I dropped it down to 5000 with 1000 warmup. And I still get the error: Error: cannot allocate vector of size 94 Kb
Maybe this is worth mentioning, but when I run the 3 chains and they all end, the lines below. And it gets stuck there for a long time.
N=31292 and I have 16 gigs of RAM.

Chain 1: Elapsed Time: 37.645 seconds (Warm-up)
Chain 1: 146.849 seconds (Sampling)
Chain 1: 184.494 seconds (Total)
Chain 1:
Chain 3: Iteration: 4500 / 5000 [ 90%] (Sampling)
Chain 2: Iteration: 4500 / 5000 [ 90%] (Sampling)
Chain 3: Iteration: 5000 / 5000 [100%] (Sampling)
Chain 3:
Chain 3: Elapsed Time: 39.021 seconds (Warm-up)
Chain 3: 164.994 seconds (Sampling)
Chain 3: 204.015 seconds (Total)
Chain 3:
Chain 2: Iteration: 5000 / 5000 [100%] (Sampling)
Chain 2:
Chain 2: Elapsed Time: 39.254 seconds (Warm-up)
Chain 2: 169.388 seconds (Sampling)
Chain 2: 208.642 seconds (Total)
Chain 2:

fit.1 <- stan(model_code=AR1, data=dat, iter=5000, warmup=1000, chains=3)
***
1 Like

Ah, that sounds like a slightly different issue. I believe this could be due to the generated quantities in that case. Can you try commenting/removing the generated quantities block and re-running?

1 Like

Removing the generated quantities block no longer creates that error and the model runs much faster than before.

1 Like

Yep, so that would indicate that it is a RAM issue. The generated quantities block in RStan is (usually) run after all sampling has completed, because it’s numerically much simpler than the other blocks (no gradients/autodiff required). With an N of 31292, R is trying to store 31292 * 2 (yrep and log_lik) * (5000 + 1000) * 3 (chains) = 1,126,512,000 GQ estimates in RAM, which is pretty heavy.

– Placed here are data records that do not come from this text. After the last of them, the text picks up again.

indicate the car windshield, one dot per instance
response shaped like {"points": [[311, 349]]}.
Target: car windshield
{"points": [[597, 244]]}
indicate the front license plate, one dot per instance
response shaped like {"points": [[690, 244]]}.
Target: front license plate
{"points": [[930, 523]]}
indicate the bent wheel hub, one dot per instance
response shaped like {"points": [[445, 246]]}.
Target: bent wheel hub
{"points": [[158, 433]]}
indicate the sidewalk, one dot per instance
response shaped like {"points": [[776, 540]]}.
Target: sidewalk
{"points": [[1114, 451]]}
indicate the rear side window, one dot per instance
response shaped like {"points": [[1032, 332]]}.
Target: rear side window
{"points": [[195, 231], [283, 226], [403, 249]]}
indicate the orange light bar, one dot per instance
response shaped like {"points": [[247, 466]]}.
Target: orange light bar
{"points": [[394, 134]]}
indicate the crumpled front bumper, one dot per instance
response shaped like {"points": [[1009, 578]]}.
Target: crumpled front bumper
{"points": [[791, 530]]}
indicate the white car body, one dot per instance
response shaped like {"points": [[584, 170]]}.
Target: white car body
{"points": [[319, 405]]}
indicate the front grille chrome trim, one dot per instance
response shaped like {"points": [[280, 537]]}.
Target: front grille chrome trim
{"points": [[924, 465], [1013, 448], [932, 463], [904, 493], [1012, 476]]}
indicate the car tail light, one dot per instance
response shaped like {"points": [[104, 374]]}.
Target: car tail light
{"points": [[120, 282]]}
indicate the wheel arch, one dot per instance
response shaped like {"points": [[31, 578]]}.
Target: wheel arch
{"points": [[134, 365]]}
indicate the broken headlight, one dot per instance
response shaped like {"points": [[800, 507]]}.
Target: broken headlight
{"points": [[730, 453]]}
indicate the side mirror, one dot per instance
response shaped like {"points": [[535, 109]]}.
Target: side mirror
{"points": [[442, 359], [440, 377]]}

You can try running with fewer chains (i.e., using 2 chains will only require 2/3 of the estimates to store), or you can change to the cmdstanr interface, which writes the estimates directly to the disk rather than trying to store them all in RAM during the estimation. However, this comes with the caveat that you might still run out of RAM when reading the estimates back into R

1 Like

So, I took your advice and I have lower the iterations and chains but I am still running into the same problem. The only way I have been able to get the code to run is if I lower the iterations to 1000 with a warmup of 500, and even then when I run the code

S <- ggs(fit.1)
***
And try to get a traceplot I get the error of: Error in mcmc.list(x) : Arguments must be mcmc objects
1 Like

I recommend you put a prior on rho, when it goes outside the abs(rho) > 1 range your model can misbehave, maybe some overflow. You can use a uniform (-1, 1) prior or some transform on a beta prior.